We hope that Monday, 14th June, 2021 will be a pivotal day for the UK’s relationship with Palestine. A petition with 129,694 signatures so far has forced a Parliamentary debate that calls on the Government to ‘formally recognise the State of Palestine’.
The Kennington Bethlehem Link has written to our MPs Florence Eshalomi and Neil Coyle to urge them to take part in the debate. Florence Eshalomi (MP for Vauxhall) has registered her interest in speaking during the debate.
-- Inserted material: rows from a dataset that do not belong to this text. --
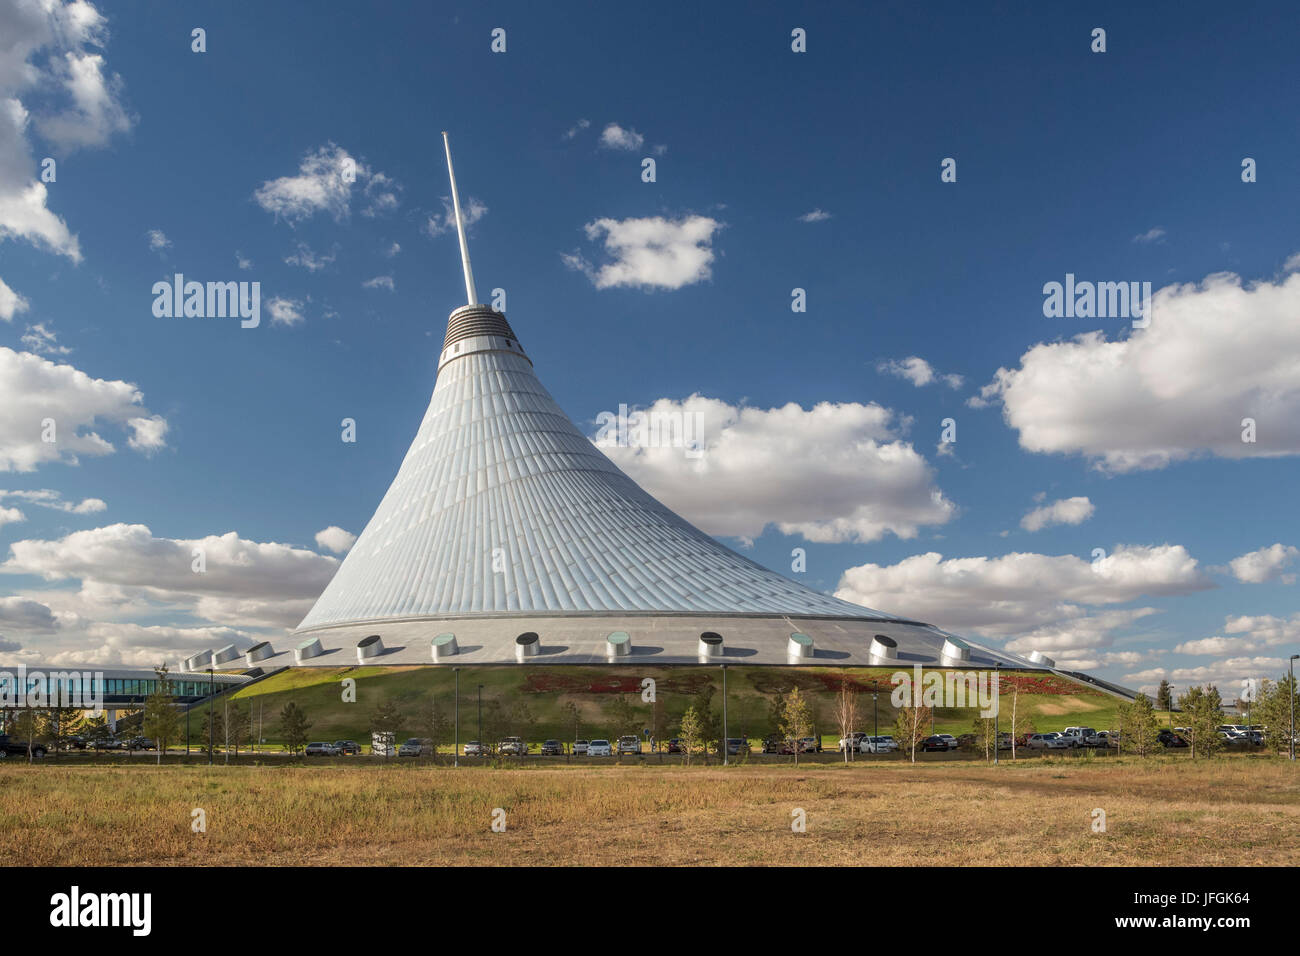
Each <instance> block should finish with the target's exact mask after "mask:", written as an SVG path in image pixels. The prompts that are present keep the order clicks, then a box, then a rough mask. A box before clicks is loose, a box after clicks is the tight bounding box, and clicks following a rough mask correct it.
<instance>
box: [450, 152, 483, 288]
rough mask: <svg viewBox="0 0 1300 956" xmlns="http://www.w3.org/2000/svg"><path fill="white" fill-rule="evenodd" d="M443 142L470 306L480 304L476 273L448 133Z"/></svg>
mask: <svg viewBox="0 0 1300 956" xmlns="http://www.w3.org/2000/svg"><path fill="white" fill-rule="evenodd" d="M442 144H443V146H445V147H446V148H447V176H448V177H451V204H452V207H454V208H455V211H456V234H458V235H459V237H460V264H461V265H463V267H464V269H465V295H467V297H469V302H468V303H467V304H469V306H477V304H478V293H476V291H474V273H473V271H472V269H471V268H469V243H467V242H465V217H464V216H461V215H460V193H458V191H456V170H455V169H452V168H451V140H450V139H447V133H446V130H443V133H442Z"/></svg>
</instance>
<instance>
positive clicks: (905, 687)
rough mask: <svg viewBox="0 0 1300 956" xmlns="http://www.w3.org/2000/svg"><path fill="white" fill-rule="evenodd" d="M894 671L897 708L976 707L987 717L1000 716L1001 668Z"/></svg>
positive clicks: (894, 685)
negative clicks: (998, 705)
mask: <svg viewBox="0 0 1300 956" xmlns="http://www.w3.org/2000/svg"><path fill="white" fill-rule="evenodd" d="M911 670H913V672H911V674H909V672H907V671H894V672H893V674H891V675H889V680H891V683H893V684H894V689H893V693H891V695H889V702H891V704H893V705H894V706H896V708H972V706H978V708H979V709H980V711H979V715H980V717H983V718H989V717H997V704H998V696H1000V691H1001V680H1000V675H998V672H997V671H935V670H932V671H930V672H928V674H926V672H923V671H922V667H920V665H919V663H918V665H914V666H913V669H911Z"/></svg>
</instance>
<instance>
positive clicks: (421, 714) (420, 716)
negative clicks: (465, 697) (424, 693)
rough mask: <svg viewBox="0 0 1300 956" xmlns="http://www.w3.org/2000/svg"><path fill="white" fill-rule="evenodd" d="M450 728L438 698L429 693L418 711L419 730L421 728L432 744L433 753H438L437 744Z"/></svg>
mask: <svg viewBox="0 0 1300 956" xmlns="http://www.w3.org/2000/svg"><path fill="white" fill-rule="evenodd" d="M450 728H451V722H450V721H448V719H447V715H446V714H445V713H443V710H442V705H441V704H438V698H437V697H435V696H433V695H430V696H429V701H428V702H426V704H425V705H424V709H422V710H421V711H420V730H422V731H424V732H425V735H426V736H428V737H429V743H432V744H433V752H434V753H438V745H439V744H441V743H442V740H443V737H446V736H447V731H448V730H450Z"/></svg>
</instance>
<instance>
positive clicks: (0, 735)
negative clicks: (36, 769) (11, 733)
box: [0, 734, 45, 760]
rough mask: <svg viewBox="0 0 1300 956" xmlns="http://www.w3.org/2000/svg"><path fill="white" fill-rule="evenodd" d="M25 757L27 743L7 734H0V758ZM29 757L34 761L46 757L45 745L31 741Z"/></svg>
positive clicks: (26, 754)
mask: <svg viewBox="0 0 1300 956" xmlns="http://www.w3.org/2000/svg"><path fill="white" fill-rule="evenodd" d="M26 756H27V741H26V740H19V739H18V737H12V736H9V735H8V734H0V758H4V757H23V758H26ZM31 756H32V758H35V760H42V758H43V757H44V756H45V745H44V744H42V743H36V741H32V744H31Z"/></svg>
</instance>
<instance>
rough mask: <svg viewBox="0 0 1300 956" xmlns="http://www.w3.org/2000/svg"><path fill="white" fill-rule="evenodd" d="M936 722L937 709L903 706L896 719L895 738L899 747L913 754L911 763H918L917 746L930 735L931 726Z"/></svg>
mask: <svg viewBox="0 0 1300 956" xmlns="http://www.w3.org/2000/svg"><path fill="white" fill-rule="evenodd" d="M933 722H935V709H933V708H927V706H926V705H920V706H910V705H909V706H901V708H898V714H897V715H896V717H894V736H896V737H898V745H900V747H901V748H904V749H905V750H909V752H910V753H911V762H913V763H915V762H917V744H919V743H920V741H922V740H924V739H926V737H927V736H928V734H930V726H931V724H932V723H933Z"/></svg>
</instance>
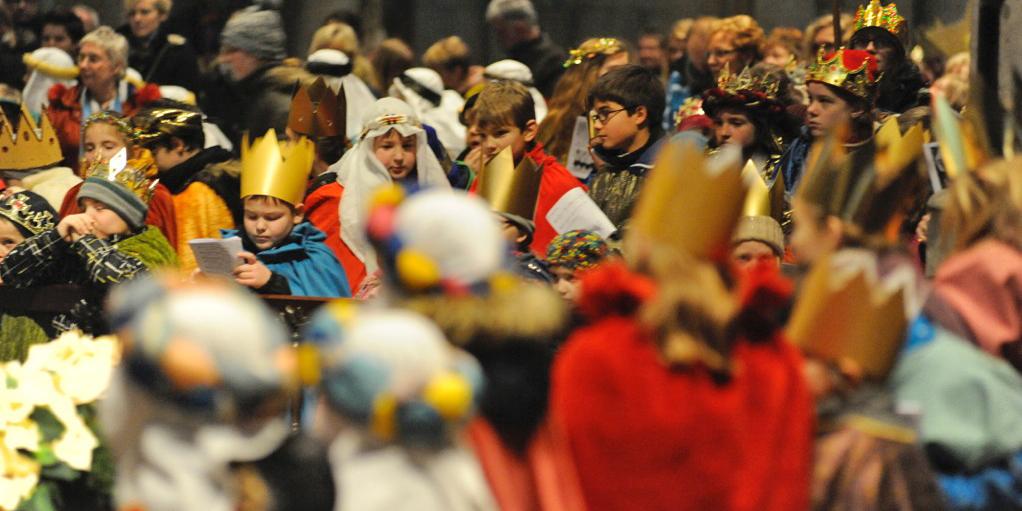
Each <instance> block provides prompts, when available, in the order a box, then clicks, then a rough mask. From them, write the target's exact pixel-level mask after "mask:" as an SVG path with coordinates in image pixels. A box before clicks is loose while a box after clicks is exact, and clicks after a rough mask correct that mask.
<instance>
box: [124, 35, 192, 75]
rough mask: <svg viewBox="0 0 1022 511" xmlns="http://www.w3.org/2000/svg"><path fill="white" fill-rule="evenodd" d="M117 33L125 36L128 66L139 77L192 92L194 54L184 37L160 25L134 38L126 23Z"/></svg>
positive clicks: (189, 42) (191, 47)
mask: <svg viewBox="0 0 1022 511" xmlns="http://www.w3.org/2000/svg"><path fill="white" fill-rule="evenodd" d="M118 32H120V33H121V34H122V35H123V36H124V37H125V38H127V39H128V46H129V47H130V48H131V52H130V53H129V55H128V65H130V66H132V67H134V68H135V71H137V72H138V73H139V74H140V75H142V80H144V81H146V82H148V83H153V84H157V85H178V86H181V87H184V88H185V89H188V90H190V91H192V92H195V91H196V89H197V87H198V86H199V73H198V57H197V56H196V55H195V48H193V47H192V45H191V43H190V42H188V40H187V39H185V38H184V37H182V36H179V35H177V34H169V33H167V32H166V30H165V28H164V26H160V27H159V28H158V29H156V32H155V33H154V34H153V35H152V36H151V37H149V38H146V39H139V38H136V37H135V35H134V34H132V33H131V29H130V28H129V27H128V26H127V25H126V26H123V27H121V28H120V29H118Z"/></svg>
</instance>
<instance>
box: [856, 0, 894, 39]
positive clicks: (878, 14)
mask: <svg viewBox="0 0 1022 511" xmlns="http://www.w3.org/2000/svg"><path fill="white" fill-rule="evenodd" d="M869 27H877V28H880V29H883V30H885V31H887V32H890V33H891V34H893V35H894V36H898V37H900V36H901V34H902V33H903V32H904V29H905V22H904V17H903V16H901V15H900V14H898V13H897V5H895V4H893V3H892V4H890V5H888V6H886V7H885V6H883V5H881V4H880V0H870V4H869V5H865V6H864V5H860V6H858V9H857V10H855V29H854V32H858V31H860V30H862V29H866V28H869Z"/></svg>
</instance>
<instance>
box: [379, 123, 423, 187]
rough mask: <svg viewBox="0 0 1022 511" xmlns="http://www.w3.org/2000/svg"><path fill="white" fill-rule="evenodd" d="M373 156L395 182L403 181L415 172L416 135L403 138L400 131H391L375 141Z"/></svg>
mask: <svg viewBox="0 0 1022 511" xmlns="http://www.w3.org/2000/svg"><path fill="white" fill-rule="evenodd" d="M373 154H375V155H376V158H377V159H379V160H380V164H383V168H384V169H386V172H387V173H388V174H389V175H390V179H393V180H394V181H400V180H403V179H405V178H407V177H409V176H411V175H412V172H414V171H415V157H416V139H415V135H409V136H407V137H402V136H401V134H400V133H398V130H390V131H388V132H386V134H384V135H380V136H379V137H376V138H374V139H373Z"/></svg>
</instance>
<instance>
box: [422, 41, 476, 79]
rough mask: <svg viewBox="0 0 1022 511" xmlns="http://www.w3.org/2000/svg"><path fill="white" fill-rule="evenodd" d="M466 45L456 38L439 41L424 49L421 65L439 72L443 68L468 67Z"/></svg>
mask: <svg viewBox="0 0 1022 511" xmlns="http://www.w3.org/2000/svg"><path fill="white" fill-rule="evenodd" d="M468 57H469V51H468V45H467V44H465V42H464V41H462V40H461V38H460V37H458V36H451V37H446V38H444V39H440V40H439V41H436V42H435V43H433V44H432V46H430V47H429V48H427V49H426V52H425V53H423V54H422V63H423V64H424V65H425V66H426V67H432V68H433V69H436V71H439V69H444V68H450V67H457V66H459V65H466V66H467V65H468Z"/></svg>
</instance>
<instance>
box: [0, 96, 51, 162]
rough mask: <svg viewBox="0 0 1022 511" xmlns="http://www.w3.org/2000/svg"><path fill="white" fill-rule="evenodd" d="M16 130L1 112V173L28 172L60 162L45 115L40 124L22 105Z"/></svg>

We also got in touch with Anas Abu Srour, the director of the Youth Center in Aida Camp, to send our MPs a message ahead of the debate. Here is the moving testimony that Anas sent:
This is a message from a third generation refugee, who was born in a refugee camp in the West Bank and grew up in the shadow of the separation wall in the most teargassed community in the world, and who has always dreamed to live in freedom and dignity. I have been shot twice, once by live ammunition in my abdominal area and once by a rubber bullet in my leg. I have been detained by the Israeli occupation forces for being a political activist at my university. I have been enduring discrimination and humiliation every time I pass by an Israeli checkpoint, or when they raid the camp or my house. I am living in a refugee camp with more than 5,000 people living in an a very small area edged between the separation wall, seven watch towers, and an Israeli military camp. I live less than 0.5 kilometer from an Israeli settlement built on lands occupied since 1967, all of the settlers are immigrants from different European countries. When I studied history, I learned that Britain is one of the main actors that caused the misery we live in today, and is in fact still playing a major role in the continuation of our misery. Last night, after my friend asked me to write something to deliver it to one of the members of the British Parliament, I dreamt that I was London riding the bus to a university where I was doing a master’s degree with a grant from the British government, after they had recognized their mistakes in Palestine, such as the Balfour Declaration and their wrongdoings over the course of the British mandate in Palestine. I hope that one day, I can walk the streets of London and see the Palestinian flag next to a British flag, after Britain has recognized Palestine as a state and finally has given freedom and dignity to the Palestinian people – the indigenous population of what is now Israel. Public opinion worldwide is changing, as people are starting to understand that the Palestinians live under an apartheid system. I hope that you can see this too, and understand that you can play a big role in giving Palestinians a life of dignity and freedom. I hope that I can live the reality of the dream I had last night.